Meta-analysis: Intensive lipid lowering only beneficial at higher LDL levels
Intensive lipid-lowering therapy significantly reduces all-cause and cardiovascular mortality—but only for patients with low-density lipoprotein cholesterol (LDL-C) levels above 100 mg/dL, according to a meta-analysis published April 17 in JAMA.
This finding may help explain why some recent lipid-lowering trials that enrolled patients with lower LDL-C levels weren’t able to show a significant mortality benefit, wrote lead author Eliano P. Navarese, MD, PhD, and colleagues.
The researchers pooled data from 34 randomized clinical trials including more than 270,000 participants. The trials included the uses of statins, ezetimibe and PCSK9 inhibitors—sometimes in combination with each other—and were evaluated as more intensive (most potent pharmacological arm) and less intensive (control group).
More intensive lipid-lowering was associated with a 9 percent reduction in total mortality for each 40 mg/dL increase in LDL-C at baseline. However, this relationship was no longer present when baseline LDL levels dipped below 100. Cardiovascular mortality dropped by an additional 14 percent with intensive therapy for each 40 mg/dL increase in LDL, but that effect also only existed when baseline levels were above 100.
“If additional LDL-C–lowering therapies are considered in statin-treated patients, nonstatin LDL-C–lowering therapies shown to reduce cardiovascular disease events are recommended,” Navarese and coauthors wrote. “This analysis further supports individualizing estimates of the potential for a cardiovascular risk reduction benefit from LDL-C–lowering therapy based on consideration of not only a patient’s absolute risk and current LDL-C level but also an individualized estimate of the risk reduction based on current LDL-C level and the outcomes desired.”
The researchers also noted progressively higher LDL levels were associated with greater risk reductions for myocardial infarction and revascularization, but not for stroke. They suggested the equitable stroke outcomes for intensive versus less-intensive therapy may be due to a see-saw relationship between ischemic and hemorrhagic strokes.
“It could be hypothesized that a greater reduction in risk of ischemic stroke might be counterbalanced by an increase in hemorrhagic stroke with increasing magnitude of LDL-C lowering,” they wrote. “Although consistent reductions in ischemic stroke risk of 21 percent were found in a sensitivity analysis, too few trials reported hemorrhagic stroke rates for a definite conclusion.”
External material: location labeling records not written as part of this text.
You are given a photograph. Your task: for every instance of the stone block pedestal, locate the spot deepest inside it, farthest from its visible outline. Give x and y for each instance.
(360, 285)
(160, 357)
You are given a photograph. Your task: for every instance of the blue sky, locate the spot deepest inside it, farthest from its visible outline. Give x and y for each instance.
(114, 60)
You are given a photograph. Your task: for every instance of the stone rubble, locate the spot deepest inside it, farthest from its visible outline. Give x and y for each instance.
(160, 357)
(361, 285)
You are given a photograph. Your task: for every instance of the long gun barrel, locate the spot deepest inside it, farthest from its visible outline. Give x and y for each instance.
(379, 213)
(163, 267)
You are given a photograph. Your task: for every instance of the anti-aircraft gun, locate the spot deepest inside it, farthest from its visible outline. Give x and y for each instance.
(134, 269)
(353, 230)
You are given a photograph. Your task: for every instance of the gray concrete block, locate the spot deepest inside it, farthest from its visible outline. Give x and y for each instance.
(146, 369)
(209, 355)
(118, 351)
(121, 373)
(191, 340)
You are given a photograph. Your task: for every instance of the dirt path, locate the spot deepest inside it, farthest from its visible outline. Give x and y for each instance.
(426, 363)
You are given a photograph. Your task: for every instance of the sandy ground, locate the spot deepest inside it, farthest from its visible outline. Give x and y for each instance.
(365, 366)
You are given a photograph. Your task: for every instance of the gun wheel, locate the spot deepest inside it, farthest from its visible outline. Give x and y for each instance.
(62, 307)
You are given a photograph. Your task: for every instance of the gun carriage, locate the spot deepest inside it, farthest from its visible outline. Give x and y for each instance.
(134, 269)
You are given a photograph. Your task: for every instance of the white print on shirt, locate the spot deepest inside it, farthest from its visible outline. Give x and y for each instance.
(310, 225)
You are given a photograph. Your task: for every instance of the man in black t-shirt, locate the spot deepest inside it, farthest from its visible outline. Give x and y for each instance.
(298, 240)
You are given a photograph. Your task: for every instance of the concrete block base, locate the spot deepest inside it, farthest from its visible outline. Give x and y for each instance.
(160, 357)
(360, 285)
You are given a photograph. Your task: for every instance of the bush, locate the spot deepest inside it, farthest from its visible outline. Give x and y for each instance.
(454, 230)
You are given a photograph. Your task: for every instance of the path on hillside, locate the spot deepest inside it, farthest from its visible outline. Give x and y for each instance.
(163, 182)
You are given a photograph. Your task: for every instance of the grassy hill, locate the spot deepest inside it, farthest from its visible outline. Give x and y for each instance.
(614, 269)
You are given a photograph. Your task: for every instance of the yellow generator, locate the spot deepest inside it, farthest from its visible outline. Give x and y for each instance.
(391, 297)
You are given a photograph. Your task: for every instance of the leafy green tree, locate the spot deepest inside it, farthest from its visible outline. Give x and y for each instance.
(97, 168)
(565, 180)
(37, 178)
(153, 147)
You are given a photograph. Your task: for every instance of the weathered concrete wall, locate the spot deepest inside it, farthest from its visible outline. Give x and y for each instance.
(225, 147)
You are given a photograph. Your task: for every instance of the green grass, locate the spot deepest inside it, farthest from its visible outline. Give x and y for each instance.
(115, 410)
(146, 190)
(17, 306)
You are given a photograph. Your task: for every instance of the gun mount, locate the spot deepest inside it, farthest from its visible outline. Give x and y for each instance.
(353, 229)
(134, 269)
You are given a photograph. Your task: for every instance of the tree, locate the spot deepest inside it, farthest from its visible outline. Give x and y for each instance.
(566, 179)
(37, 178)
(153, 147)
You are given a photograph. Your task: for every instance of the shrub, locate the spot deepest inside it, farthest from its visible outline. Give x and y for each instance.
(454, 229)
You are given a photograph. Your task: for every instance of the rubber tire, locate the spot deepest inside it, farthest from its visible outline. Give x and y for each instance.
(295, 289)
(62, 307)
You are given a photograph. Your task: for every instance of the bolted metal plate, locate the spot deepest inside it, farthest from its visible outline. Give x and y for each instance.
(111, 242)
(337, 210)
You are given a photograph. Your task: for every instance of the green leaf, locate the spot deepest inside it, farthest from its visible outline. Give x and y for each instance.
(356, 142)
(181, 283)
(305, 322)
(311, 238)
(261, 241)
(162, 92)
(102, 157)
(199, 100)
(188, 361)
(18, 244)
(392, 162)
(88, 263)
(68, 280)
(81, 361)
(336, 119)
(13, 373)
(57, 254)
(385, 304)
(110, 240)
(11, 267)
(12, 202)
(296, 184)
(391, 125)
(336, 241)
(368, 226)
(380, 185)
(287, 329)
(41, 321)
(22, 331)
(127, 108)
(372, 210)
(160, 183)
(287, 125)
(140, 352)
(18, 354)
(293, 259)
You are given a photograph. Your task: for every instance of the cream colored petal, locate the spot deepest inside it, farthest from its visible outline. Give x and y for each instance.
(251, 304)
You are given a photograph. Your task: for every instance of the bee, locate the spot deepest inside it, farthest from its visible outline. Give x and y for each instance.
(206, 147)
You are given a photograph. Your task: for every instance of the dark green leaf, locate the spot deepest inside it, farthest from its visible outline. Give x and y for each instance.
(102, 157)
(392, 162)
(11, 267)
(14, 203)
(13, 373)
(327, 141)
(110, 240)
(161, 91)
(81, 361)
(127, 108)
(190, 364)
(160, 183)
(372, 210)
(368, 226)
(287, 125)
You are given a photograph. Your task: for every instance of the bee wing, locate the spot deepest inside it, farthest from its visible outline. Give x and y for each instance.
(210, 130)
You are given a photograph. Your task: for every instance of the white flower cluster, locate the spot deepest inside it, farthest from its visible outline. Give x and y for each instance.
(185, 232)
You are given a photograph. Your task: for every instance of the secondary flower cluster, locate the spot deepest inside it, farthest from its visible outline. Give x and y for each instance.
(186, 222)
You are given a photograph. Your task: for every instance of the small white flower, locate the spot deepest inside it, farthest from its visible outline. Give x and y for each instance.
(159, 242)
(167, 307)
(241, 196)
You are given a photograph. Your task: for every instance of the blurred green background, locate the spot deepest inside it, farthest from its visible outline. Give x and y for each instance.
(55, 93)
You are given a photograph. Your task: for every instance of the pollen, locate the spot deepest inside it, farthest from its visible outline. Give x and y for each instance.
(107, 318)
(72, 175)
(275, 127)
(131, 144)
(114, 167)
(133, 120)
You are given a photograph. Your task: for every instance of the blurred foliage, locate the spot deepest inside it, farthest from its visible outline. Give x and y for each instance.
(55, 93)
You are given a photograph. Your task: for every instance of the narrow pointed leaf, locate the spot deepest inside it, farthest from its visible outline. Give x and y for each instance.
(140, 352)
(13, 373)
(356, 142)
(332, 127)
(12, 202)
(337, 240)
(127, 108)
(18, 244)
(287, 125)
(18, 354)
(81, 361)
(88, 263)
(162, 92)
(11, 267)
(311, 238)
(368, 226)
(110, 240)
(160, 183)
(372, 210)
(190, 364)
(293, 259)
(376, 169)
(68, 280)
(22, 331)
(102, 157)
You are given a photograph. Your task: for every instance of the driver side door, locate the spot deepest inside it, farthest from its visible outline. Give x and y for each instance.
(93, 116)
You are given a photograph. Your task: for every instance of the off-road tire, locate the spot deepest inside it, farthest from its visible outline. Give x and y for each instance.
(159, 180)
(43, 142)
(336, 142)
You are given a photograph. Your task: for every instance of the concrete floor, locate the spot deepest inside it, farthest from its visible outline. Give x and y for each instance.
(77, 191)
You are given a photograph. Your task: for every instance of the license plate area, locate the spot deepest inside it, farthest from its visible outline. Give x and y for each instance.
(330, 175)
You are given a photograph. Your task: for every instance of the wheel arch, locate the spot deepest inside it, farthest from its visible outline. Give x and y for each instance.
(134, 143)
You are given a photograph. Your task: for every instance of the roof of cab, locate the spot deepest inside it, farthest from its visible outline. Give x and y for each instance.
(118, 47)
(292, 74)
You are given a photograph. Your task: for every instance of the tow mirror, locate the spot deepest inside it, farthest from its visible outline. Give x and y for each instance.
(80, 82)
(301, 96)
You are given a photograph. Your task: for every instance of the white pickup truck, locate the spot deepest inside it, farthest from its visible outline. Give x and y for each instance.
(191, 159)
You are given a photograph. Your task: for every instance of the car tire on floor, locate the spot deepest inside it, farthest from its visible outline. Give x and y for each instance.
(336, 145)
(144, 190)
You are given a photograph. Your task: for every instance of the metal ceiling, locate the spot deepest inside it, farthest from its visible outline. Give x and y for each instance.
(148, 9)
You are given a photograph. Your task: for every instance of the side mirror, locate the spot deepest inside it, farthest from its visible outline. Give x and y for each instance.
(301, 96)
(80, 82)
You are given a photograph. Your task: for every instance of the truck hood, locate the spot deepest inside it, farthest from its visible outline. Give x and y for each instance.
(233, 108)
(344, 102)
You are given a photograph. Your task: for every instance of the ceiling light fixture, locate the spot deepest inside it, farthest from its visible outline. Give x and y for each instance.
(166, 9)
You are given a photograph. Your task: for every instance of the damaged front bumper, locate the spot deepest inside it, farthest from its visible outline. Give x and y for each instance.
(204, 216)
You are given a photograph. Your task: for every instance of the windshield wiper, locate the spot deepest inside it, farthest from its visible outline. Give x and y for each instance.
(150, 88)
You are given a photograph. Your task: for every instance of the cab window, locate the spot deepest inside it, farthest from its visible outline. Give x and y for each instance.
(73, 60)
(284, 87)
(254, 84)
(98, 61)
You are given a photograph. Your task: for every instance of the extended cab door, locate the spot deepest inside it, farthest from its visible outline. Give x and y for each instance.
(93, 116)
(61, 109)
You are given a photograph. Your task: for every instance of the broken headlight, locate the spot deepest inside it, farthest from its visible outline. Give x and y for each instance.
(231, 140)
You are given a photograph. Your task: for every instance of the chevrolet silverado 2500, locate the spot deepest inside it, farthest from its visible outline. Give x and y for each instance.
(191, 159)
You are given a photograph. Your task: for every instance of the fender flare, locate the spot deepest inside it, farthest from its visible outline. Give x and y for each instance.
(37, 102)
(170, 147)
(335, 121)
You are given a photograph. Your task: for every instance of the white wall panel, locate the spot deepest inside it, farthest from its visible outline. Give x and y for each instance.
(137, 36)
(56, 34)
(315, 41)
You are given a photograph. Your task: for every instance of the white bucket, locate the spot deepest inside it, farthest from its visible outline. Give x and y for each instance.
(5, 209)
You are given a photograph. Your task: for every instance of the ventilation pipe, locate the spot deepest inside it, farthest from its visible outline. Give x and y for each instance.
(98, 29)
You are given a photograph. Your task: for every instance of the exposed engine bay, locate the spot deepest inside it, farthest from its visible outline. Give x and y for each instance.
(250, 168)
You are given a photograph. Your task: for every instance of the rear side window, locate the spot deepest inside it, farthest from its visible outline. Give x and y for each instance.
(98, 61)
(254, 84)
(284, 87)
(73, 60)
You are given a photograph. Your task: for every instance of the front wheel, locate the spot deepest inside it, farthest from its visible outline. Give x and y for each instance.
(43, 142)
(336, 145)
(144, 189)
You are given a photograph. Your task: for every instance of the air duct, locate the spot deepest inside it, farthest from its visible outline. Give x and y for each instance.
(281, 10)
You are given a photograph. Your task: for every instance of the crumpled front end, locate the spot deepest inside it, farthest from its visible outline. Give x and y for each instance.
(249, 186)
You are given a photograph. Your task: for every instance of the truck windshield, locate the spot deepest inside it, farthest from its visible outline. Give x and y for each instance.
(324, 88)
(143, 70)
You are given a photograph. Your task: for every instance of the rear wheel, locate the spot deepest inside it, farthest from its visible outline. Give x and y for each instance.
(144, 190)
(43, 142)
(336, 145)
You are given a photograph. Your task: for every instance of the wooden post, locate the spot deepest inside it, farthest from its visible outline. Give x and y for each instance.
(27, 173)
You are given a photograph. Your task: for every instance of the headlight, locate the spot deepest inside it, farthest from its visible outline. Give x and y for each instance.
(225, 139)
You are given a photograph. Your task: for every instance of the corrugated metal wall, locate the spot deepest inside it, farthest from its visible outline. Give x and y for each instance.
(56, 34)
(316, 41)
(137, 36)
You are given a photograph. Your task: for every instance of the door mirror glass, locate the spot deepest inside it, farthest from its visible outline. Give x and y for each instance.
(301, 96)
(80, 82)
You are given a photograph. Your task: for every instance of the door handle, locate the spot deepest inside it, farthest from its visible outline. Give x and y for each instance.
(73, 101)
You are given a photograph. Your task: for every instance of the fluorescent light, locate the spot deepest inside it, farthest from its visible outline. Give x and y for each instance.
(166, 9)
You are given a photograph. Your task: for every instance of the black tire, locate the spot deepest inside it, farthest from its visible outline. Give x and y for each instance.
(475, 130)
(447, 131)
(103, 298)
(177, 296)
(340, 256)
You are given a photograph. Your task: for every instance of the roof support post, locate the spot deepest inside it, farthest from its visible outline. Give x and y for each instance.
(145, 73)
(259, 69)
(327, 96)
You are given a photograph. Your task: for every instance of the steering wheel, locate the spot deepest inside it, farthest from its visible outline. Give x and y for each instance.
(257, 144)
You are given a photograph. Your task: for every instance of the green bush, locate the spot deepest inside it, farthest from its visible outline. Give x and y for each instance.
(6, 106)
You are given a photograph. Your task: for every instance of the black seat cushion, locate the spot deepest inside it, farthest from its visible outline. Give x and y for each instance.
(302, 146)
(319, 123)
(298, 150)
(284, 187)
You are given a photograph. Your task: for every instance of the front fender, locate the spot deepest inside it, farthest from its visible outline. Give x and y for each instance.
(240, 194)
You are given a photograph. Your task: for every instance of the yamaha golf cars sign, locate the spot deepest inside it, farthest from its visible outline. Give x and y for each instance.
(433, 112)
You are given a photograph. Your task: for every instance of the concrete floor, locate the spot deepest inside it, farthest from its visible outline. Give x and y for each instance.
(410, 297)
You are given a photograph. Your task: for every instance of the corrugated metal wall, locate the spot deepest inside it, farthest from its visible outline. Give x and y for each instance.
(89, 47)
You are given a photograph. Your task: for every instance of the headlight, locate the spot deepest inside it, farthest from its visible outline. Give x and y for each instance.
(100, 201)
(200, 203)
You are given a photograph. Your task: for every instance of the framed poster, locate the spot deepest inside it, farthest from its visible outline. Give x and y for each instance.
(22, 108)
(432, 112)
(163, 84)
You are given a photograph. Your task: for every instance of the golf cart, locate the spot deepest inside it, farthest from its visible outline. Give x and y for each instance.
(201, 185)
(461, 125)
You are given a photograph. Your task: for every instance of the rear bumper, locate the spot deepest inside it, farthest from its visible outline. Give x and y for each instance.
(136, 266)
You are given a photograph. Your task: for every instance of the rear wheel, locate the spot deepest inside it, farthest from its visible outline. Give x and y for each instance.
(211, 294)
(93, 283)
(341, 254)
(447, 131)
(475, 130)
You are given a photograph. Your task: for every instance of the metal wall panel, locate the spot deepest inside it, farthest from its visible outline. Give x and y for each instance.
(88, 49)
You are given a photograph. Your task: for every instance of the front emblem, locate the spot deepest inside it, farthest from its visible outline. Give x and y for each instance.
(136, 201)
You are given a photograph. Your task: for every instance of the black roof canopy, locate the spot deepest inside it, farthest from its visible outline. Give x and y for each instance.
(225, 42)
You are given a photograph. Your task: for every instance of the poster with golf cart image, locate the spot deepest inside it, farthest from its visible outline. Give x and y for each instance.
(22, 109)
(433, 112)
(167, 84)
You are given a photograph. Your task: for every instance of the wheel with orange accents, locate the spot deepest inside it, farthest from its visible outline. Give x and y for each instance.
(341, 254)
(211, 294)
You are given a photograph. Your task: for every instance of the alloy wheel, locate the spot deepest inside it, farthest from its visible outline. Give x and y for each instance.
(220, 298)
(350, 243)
In a related editorial, two Duke University researchers described the meta-analysis as “quite provocative” and potentially game-changing for clinical practice.
“If the authors’ trial-level conclusions are confirmed to apply to individual patients, clinicians (and payers) may have a strong biological basis for limiting therapy and access to potent but costly lipid-lowering drugs such as PCSK9 inhibitors to patients with LDL-C levels above certain thresholds,” wrote Ann Marie Navar, MD, PhD, and Eric D. Peterson, MD, MPH.
But applying these findings to individual patients is precisely the problem with meta-analyses, the editorialists said. Different trials included used separate treatments and potencies, had various follow-up durations, definitions of clinical events and patient adherence to medications, and may have had drug therapy titrated to different targets. Also, the mortality rates of the earliest trials—from two decades ago—were higher than those of more recent ones, likely because secondary prevention and treatments for heart attacks and other conditions have improved drastically over the past 20-plus years.
“Moving forward, an updated individual-participant analysis of all the major lipid-lowering trials would help determine whether the association between baseline LDL-C level and the benefits of lipid lowering represents a true biological phenomenon or is an artifact of the ecology of the trials,” Navar and Peterson wrote.